Bracing for the Future
For more severe curves of 25 to 45 degrees, braces (also known as orthoses) are often used to treat scoliosis. Scoliosis bracing can help to keep the curve from progressing, particularly during an adolescent growth spurt. Most braces are custom-made from special plastics to conform to the patient’s body. Depending on the patient’s condition, a brace may need to be worn for most of the day and night or only at night.
Scoliosis Surgical Treatment
For the most serious cases of scoliosis, specialists may recommend surgery to treat the condition. About 30 years ago, TSRHC researchers developed a surgical implant that eliminated the need for casts or braces after surgery. TSRHC released a revised version in 2005 that is smaller, easier to use, and more versatile, allowing for improved treatment of scoliosis. This method continues to be one of the most widely used surgical implants for spinal deformity.
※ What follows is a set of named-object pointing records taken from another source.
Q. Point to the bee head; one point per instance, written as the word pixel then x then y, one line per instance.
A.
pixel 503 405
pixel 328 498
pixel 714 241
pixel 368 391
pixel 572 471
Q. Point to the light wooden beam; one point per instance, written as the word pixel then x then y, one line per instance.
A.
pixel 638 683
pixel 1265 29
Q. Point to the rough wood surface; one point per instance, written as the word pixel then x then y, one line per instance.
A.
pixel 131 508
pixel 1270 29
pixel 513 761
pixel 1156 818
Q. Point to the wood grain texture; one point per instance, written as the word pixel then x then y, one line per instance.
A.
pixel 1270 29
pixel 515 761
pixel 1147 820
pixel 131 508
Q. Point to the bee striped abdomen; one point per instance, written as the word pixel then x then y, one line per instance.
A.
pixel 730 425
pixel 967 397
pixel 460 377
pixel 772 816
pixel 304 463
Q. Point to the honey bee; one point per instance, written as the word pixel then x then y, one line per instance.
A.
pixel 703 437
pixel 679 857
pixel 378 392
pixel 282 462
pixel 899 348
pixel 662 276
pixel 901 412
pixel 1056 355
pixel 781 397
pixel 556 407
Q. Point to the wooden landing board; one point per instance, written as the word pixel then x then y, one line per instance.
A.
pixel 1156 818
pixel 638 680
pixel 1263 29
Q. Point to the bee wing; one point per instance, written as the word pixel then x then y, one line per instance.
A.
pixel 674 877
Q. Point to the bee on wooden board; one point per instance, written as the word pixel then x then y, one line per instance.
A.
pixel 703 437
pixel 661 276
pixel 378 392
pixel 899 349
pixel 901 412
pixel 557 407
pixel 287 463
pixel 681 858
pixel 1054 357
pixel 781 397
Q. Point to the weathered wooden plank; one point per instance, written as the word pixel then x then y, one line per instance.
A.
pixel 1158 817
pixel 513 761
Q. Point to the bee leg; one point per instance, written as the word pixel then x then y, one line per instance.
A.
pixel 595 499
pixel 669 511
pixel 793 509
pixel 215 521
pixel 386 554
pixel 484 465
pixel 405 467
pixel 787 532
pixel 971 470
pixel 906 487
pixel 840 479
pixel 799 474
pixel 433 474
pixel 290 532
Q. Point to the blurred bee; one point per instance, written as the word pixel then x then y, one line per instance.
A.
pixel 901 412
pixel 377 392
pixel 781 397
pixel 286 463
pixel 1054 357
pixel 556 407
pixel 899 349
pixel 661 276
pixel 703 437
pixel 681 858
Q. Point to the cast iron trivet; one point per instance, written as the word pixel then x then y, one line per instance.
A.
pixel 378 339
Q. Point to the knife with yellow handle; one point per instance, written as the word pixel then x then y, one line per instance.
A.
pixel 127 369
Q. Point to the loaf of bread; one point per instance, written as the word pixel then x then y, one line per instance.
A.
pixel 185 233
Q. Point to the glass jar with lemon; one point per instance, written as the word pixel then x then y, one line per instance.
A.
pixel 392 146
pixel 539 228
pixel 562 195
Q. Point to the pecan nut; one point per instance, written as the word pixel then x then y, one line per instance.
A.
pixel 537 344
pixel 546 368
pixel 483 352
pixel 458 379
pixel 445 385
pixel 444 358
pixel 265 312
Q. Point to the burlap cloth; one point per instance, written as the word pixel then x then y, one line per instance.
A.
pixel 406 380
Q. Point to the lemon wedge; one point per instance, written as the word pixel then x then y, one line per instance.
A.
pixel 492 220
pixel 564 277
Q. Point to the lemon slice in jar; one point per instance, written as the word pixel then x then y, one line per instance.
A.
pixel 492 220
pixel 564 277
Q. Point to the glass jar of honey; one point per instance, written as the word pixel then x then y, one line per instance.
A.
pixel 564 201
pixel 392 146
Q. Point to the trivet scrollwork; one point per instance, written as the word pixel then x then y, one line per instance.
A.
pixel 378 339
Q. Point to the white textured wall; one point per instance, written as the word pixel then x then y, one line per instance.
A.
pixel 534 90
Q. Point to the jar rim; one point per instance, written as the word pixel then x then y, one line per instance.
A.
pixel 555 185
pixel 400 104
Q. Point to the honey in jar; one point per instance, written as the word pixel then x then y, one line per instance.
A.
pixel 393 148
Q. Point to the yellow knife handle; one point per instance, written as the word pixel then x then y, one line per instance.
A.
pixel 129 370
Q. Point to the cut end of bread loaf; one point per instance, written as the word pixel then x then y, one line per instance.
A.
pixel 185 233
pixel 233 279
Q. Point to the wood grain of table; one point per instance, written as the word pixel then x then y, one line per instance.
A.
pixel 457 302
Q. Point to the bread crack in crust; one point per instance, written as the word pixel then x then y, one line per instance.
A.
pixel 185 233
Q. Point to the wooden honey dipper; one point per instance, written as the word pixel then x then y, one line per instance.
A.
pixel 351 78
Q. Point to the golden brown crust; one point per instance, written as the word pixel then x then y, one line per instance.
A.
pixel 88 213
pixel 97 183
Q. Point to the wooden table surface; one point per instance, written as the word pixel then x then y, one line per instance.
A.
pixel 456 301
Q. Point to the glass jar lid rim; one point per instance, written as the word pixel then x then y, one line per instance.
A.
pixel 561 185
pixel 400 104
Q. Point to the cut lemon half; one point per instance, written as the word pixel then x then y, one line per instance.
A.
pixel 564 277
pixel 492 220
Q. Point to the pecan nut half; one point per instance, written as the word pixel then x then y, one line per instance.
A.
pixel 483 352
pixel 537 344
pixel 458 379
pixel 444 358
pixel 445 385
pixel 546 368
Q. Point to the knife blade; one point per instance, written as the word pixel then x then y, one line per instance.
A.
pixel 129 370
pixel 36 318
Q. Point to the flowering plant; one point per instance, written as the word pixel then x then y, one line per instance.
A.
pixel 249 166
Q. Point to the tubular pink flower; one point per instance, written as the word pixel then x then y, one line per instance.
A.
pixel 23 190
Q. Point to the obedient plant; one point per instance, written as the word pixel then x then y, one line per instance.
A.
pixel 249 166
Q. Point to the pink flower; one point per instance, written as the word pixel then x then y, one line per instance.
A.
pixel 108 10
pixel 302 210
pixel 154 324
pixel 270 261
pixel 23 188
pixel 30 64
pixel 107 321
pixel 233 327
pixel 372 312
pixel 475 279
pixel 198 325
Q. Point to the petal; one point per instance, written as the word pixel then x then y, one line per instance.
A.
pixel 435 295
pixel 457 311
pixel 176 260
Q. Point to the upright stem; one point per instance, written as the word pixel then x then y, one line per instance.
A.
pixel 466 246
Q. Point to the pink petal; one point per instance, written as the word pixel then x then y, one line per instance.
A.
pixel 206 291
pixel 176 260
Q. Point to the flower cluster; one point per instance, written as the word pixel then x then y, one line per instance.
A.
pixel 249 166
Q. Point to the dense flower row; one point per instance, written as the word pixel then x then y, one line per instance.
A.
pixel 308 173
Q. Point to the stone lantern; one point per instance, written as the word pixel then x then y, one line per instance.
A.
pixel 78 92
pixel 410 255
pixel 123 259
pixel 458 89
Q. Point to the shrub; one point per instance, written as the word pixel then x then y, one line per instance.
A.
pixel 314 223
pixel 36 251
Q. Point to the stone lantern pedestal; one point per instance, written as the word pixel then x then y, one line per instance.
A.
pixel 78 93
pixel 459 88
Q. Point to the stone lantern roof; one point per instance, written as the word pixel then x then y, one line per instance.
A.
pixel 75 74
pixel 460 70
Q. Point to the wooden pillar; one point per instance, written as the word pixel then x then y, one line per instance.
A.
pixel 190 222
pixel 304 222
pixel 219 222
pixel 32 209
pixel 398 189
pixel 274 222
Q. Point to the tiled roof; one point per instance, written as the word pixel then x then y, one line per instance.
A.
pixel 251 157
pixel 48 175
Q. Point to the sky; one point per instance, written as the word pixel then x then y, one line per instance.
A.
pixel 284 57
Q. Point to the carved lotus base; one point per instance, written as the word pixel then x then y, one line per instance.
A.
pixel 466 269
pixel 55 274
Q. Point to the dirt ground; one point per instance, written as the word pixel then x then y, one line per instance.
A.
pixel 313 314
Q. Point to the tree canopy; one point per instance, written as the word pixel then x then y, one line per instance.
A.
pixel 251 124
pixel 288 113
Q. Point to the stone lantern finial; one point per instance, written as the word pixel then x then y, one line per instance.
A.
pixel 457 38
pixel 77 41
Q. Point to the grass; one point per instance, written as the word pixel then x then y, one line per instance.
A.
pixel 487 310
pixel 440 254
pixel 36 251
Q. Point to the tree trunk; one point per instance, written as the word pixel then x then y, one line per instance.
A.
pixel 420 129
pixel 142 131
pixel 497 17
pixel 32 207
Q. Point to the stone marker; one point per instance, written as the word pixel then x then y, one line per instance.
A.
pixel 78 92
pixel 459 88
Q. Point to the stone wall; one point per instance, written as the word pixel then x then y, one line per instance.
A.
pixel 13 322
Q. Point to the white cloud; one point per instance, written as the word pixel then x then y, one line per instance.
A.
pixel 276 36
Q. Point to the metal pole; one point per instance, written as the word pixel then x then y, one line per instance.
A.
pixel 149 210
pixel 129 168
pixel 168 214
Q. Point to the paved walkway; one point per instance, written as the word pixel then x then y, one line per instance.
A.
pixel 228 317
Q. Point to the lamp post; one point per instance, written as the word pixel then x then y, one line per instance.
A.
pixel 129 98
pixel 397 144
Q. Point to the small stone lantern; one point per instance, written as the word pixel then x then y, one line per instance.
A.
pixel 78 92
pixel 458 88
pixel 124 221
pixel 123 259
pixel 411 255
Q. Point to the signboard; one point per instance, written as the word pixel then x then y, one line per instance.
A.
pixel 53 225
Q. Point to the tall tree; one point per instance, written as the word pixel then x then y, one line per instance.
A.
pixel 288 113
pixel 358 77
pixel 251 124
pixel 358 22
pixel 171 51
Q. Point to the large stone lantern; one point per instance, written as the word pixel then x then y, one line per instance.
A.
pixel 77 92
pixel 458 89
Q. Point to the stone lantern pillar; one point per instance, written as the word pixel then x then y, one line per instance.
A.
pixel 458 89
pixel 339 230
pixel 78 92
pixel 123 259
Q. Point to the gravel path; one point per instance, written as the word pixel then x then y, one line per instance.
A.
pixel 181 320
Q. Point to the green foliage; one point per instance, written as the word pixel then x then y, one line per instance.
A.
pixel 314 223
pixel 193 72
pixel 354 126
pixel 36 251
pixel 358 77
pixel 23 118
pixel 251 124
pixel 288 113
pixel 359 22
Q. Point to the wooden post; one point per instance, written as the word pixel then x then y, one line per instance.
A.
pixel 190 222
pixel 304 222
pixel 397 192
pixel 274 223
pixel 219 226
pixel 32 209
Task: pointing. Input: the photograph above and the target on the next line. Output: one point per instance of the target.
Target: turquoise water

TSRHC has also recently started utilizing magnetic spinal rod systems that can be easily adjusted in minutes with no anesthesia, surgery, or recovery required.
What’s Next in Scoliosis Research
TSRHC continues to be at the top of the field when it comes to scoliosis research. In 2007, researchers at TSRHC identified the first gene linked to idiopathic scoliosis. Two other genes lending insight to this condition were also identified. With these discoveries, TSRHC may be able to ultimately find a genetic cause for scoliosis.
Being diagnosed with scoliosis doesn’t have to be scary for kids (or their parents). At TSRHC, patients can receive highly innovative scoliosis treatments from advanced specialists in the field.